Remus put down the knife and gently put his hands on her shoulders. “Merlin, no. Half of it may very well be just, what you call it, medieval superstition. ”
“And yet they’d hate him for these medieval superstitions,” her voice shook.
“People seem to never run out of aptitude for hating people for things beyond their control.” Remus said.
She smiled wryly. Right, a mudblood and a werewolf.
She raised her head from the cauldron at the sound of James and Sirius walking in. Sirius hanged back at the entrance not to cramp the kitchen even further, while James pecked her on a cheek, and clasped Remus on his shoulder.
“We are off.”
She swallowed.
“Be safe.”
They left the house, and shortly there were two claps of Apparation.
Remus handed her snake fangs, and unbidden rumour that He was a parselmouth came to mind. Wait.
"Isn't He a necromancer too? I haven't heard of old families trying to put him on a stake”
Remus choked, and Lily waited him out in the absence of their house expert on dark arts.
"Someone who uses necromancy and a necromancer is two different things. He only pierces the Veil forcefully, but your son would call to it like you would to magic.”
“Necromancy literally means divining on the dead, I think.

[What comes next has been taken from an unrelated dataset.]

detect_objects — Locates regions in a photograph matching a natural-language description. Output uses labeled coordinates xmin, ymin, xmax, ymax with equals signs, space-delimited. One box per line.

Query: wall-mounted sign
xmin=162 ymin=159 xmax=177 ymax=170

Will he talk to spirits when he grows?”
“Among other things. I guess it is much like prophet business. The ones who see, see too much, and the world hunts them down for it."
“What is so terrifying about seeing dead things? He raises inferi by dozens with no repercussions." she asked.
“He controls them, but he does not control the Veil. There’s a belief that true necromancers command death. And, by Moon, the Pale is looking at your son.”
They fell silent, waiting for James and Sirius’ return.
They returned victorious, if battered; Sirius with cursed burns on his left arm, courtesy of his madden mother, and James with a V-shaped scar across his side. Remus chided them both for carelessness, and Lily agreed - it was a wonder Sirius’ left arm worked at all. They got the book though. Three of them, to obfuscate the true interest.
As Lily hovered with ferula and potions, Remus packed up. He nodded at the three dusty tomes that were acquired, and said: "Tell me if you lack anything for it,” before leaving for the wolves.